Nombreux sont ceux qui connaissent Abdeljelil MEHIRI diplomate, sportif et même dirigeant du Club Africain, mais rares sont ceux qui savent que cet homme aux allures de gentleman racé, discret et modeste jusqu'à l'excès fut un militant tenace quand il s'agissait de défendre la cause de l'indépendance de la Tunisie au début des années 50 à l'instar de si Taieb MEHIRI. Bon sang ne saurait mentir.
Les forces occultes du colonialisme désuet et agonisant avaient attenté plus d'une fois à sa vie. En plastiquant sa voiture à Hambourg en 1958 notamment. Elles le poursuivront une décennie plus tard en plaçant une bombe dans le jardin de sa résidence de Consul Général à Marseille, en raison de son engagement pour la cause du F.L.N algérien.
L'Ambassadeur MEHIRI n'était pas à l'aise lorsqu'on évoquait ces épisodes héroïques de son existence. Sa devise était que le courage n'est pas l'audace , mais la vertu . Et vertueux , il l'était jusqu'au bout des ongles . N'a-t-il pas fait ses premières armes comme Premier Secrétaire à notre Mission à Rome aux côtés de feu Habib BOURGUIBA Jr, qui lui aussi avait hérité de son père cette vertu qui est celle d'aimer son pays au-dessus de tout!
La Tunisie, Si Abdeljelil l'avait servie aux quatre coins du globe: en Europe Occidentale et Orientale ( Italie 1957-59 ; France 1959-66; Tchécoslovaquie et Hongrie 1970-73 ; Pologne 1975-80 ) . En Afrique (Côte d'Ivoire, Ghana , Guinée et Libéria 1966-69) . Au Moyen -Orient (Koweït 1984-87).
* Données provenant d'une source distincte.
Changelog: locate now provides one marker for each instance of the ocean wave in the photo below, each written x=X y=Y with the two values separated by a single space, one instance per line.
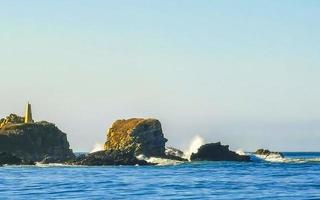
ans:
x=159 y=161
x=278 y=159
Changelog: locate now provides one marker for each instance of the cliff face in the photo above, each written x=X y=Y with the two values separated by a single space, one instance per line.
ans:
x=142 y=136
x=35 y=141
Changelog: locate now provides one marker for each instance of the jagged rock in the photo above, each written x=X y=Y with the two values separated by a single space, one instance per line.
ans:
x=9 y=159
x=267 y=153
x=217 y=152
x=11 y=119
x=142 y=136
x=35 y=141
x=110 y=157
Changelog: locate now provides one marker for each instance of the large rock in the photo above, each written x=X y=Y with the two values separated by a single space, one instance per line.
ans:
x=110 y=157
x=142 y=136
x=34 y=141
x=217 y=152
x=9 y=159
x=267 y=153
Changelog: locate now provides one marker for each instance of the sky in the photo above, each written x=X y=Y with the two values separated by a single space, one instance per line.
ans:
x=245 y=73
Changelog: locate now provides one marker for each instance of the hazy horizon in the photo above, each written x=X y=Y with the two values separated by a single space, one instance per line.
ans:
x=245 y=73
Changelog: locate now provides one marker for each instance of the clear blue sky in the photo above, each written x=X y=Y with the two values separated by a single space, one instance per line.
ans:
x=242 y=72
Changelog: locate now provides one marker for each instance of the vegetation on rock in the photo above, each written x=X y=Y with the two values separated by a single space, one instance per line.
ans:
x=110 y=157
x=142 y=136
x=34 y=141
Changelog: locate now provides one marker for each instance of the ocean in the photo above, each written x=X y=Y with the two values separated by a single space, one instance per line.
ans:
x=295 y=177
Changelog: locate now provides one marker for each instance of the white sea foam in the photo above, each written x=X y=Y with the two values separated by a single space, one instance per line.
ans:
x=240 y=152
x=275 y=158
x=196 y=142
x=53 y=165
x=159 y=161
x=97 y=147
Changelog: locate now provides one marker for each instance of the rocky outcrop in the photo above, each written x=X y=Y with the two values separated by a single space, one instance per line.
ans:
x=11 y=119
x=217 y=152
x=34 y=141
x=266 y=153
x=9 y=159
x=109 y=157
x=141 y=136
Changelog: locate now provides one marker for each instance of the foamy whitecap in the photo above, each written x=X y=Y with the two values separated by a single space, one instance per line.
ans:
x=240 y=152
x=158 y=161
x=97 y=147
x=195 y=144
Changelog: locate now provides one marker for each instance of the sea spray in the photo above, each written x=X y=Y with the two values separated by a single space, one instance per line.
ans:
x=158 y=161
x=196 y=142
x=97 y=147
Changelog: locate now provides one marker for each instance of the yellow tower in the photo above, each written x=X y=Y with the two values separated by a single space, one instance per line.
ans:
x=28 y=114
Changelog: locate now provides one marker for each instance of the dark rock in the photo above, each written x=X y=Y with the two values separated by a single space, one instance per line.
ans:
x=9 y=159
x=34 y=141
x=267 y=153
x=142 y=136
x=110 y=157
x=217 y=152
x=174 y=154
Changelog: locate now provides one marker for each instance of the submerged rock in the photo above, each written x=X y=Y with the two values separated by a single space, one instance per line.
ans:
x=141 y=136
x=110 y=157
x=9 y=159
x=34 y=141
x=217 y=152
x=267 y=153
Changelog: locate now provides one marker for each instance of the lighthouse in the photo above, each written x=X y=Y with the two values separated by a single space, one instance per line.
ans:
x=28 y=114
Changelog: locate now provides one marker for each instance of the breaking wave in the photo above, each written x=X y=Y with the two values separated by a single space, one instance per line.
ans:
x=159 y=161
x=279 y=159
x=97 y=147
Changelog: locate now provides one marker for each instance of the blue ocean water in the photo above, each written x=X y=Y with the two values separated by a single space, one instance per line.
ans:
x=296 y=177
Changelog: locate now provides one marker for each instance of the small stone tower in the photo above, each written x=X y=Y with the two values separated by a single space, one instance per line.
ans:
x=28 y=114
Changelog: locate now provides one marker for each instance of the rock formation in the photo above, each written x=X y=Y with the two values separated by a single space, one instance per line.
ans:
x=217 y=152
x=9 y=159
x=266 y=153
x=142 y=136
x=33 y=141
x=110 y=157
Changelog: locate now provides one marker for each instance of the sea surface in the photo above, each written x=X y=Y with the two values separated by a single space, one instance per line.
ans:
x=295 y=177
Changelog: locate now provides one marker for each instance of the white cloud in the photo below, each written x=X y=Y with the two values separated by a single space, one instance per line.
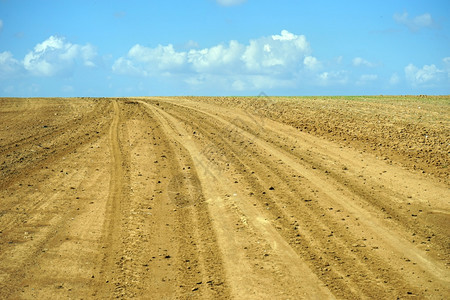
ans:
x=416 y=23
x=366 y=78
x=55 y=56
x=230 y=2
x=9 y=66
x=271 y=60
x=333 y=78
x=395 y=79
x=358 y=62
x=427 y=75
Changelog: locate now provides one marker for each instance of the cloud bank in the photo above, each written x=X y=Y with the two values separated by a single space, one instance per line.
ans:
x=416 y=23
x=267 y=60
x=55 y=56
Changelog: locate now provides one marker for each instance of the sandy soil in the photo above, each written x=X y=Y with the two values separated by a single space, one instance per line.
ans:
x=218 y=198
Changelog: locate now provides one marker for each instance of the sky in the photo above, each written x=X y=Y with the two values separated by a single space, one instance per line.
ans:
x=223 y=47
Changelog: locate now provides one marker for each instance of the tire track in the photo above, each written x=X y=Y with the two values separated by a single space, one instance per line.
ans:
x=339 y=195
x=240 y=272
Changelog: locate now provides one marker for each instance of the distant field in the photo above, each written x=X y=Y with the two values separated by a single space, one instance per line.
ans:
x=225 y=197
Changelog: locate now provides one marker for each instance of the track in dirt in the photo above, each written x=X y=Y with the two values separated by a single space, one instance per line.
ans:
x=183 y=198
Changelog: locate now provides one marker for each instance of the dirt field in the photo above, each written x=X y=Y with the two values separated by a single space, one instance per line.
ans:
x=217 y=198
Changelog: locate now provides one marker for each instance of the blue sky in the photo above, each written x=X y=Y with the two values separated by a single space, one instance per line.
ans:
x=223 y=47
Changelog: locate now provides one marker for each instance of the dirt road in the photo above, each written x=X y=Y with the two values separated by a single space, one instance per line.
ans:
x=177 y=198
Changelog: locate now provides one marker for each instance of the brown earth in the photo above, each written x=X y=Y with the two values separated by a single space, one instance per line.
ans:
x=217 y=198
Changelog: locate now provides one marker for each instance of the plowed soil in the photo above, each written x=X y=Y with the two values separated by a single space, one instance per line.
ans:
x=218 y=198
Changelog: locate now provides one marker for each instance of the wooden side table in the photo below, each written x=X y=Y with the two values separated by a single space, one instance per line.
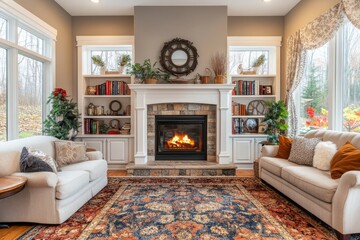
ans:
x=9 y=186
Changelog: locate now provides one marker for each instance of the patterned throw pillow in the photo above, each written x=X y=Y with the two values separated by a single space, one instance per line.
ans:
x=68 y=152
x=32 y=160
x=302 y=150
x=324 y=152
x=284 y=147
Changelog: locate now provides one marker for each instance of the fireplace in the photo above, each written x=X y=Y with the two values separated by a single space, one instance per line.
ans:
x=180 y=137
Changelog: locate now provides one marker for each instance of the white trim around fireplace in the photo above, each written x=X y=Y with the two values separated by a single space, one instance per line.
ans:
x=216 y=94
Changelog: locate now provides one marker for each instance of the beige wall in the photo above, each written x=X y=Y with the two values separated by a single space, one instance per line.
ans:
x=255 y=26
x=303 y=13
x=58 y=18
x=206 y=27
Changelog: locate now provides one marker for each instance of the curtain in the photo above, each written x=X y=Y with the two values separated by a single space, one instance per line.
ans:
x=296 y=60
x=352 y=11
x=312 y=36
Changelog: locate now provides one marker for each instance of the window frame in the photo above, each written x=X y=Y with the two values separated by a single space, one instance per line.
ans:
x=336 y=75
x=16 y=16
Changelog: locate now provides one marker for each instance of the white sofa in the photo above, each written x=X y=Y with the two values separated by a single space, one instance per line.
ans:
x=334 y=201
x=48 y=197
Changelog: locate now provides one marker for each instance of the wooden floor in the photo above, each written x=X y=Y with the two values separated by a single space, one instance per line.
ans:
x=17 y=229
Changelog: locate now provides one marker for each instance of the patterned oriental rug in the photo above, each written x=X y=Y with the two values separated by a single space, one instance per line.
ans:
x=186 y=208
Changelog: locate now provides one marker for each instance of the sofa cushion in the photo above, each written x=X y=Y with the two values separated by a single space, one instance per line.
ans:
x=95 y=168
x=313 y=181
x=68 y=152
x=302 y=150
x=275 y=165
x=347 y=158
x=32 y=160
x=284 y=147
x=70 y=182
x=324 y=152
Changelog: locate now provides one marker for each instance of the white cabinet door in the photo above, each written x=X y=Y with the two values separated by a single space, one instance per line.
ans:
x=117 y=150
x=98 y=144
x=258 y=147
x=243 y=150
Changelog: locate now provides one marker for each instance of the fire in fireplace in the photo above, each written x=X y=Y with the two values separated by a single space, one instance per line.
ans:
x=180 y=137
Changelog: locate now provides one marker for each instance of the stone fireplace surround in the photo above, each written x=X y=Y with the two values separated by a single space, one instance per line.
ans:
x=210 y=94
x=182 y=109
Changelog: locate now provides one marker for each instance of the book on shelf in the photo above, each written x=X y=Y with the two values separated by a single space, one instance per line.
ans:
x=112 y=88
x=238 y=109
x=237 y=126
x=92 y=126
x=125 y=129
x=250 y=87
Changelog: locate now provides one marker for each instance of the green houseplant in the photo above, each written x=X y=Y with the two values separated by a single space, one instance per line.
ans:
x=124 y=60
x=96 y=59
x=147 y=72
x=63 y=119
x=275 y=118
x=258 y=62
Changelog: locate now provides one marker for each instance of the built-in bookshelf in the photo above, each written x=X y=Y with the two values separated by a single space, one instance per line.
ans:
x=248 y=101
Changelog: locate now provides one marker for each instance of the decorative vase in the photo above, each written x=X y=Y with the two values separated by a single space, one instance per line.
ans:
x=121 y=69
x=219 y=79
x=240 y=69
x=151 y=81
x=102 y=70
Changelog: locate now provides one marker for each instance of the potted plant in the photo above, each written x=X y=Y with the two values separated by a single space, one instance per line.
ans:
x=124 y=61
x=147 y=72
x=258 y=62
x=63 y=119
x=99 y=62
x=218 y=65
x=275 y=118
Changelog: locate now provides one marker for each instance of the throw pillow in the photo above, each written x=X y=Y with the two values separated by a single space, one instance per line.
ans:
x=302 y=150
x=32 y=160
x=284 y=147
x=347 y=158
x=68 y=152
x=324 y=152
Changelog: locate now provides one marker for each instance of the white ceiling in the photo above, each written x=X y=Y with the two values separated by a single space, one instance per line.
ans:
x=126 y=7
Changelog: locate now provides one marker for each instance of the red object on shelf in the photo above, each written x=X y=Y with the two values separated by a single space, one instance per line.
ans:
x=113 y=132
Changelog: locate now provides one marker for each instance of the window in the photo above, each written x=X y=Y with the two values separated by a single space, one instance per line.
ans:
x=3 y=28
x=351 y=78
x=3 y=88
x=26 y=75
x=30 y=91
x=245 y=50
x=238 y=55
x=313 y=91
x=329 y=94
x=110 y=55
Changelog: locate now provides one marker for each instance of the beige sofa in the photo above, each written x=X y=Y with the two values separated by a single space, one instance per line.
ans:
x=48 y=197
x=336 y=202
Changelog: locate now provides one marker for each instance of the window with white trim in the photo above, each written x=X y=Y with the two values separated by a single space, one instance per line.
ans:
x=26 y=72
x=329 y=94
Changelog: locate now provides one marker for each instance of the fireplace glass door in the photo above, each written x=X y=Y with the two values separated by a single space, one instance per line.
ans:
x=180 y=137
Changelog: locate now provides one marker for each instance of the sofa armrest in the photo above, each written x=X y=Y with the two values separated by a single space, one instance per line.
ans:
x=269 y=150
x=95 y=155
x=346 y=204
x=39 y=179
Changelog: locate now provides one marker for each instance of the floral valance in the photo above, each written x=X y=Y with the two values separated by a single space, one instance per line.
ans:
x=322 y=29
x=314 y=35
x=352 y=10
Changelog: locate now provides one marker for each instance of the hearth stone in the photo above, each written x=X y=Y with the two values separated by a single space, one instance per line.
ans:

Aux Nations-Unies (New-York 1973-74).
Il fut également Gouverneur de Bizerte (1969-70 ) et PDG de Tourafric (1980-84).
Une carrière riche et bien remplie d'un grand militant doublé d'un diplomate raffiné qui doit faire la fierté de tous ceux qui le regrettent aujourd'hui et en premier lieu sa fille Chafika , ses deux fils Walid et Youssef ainsi que son frère cadet Si Abdelmajid.
Reposez en paix Monsieur l'Ambassadeur et Excellence Abdeljelil MEHIRI. Ce fut un honneur pour moi de vous avoir connu et un privilège d'avoir exercé à vos côtés!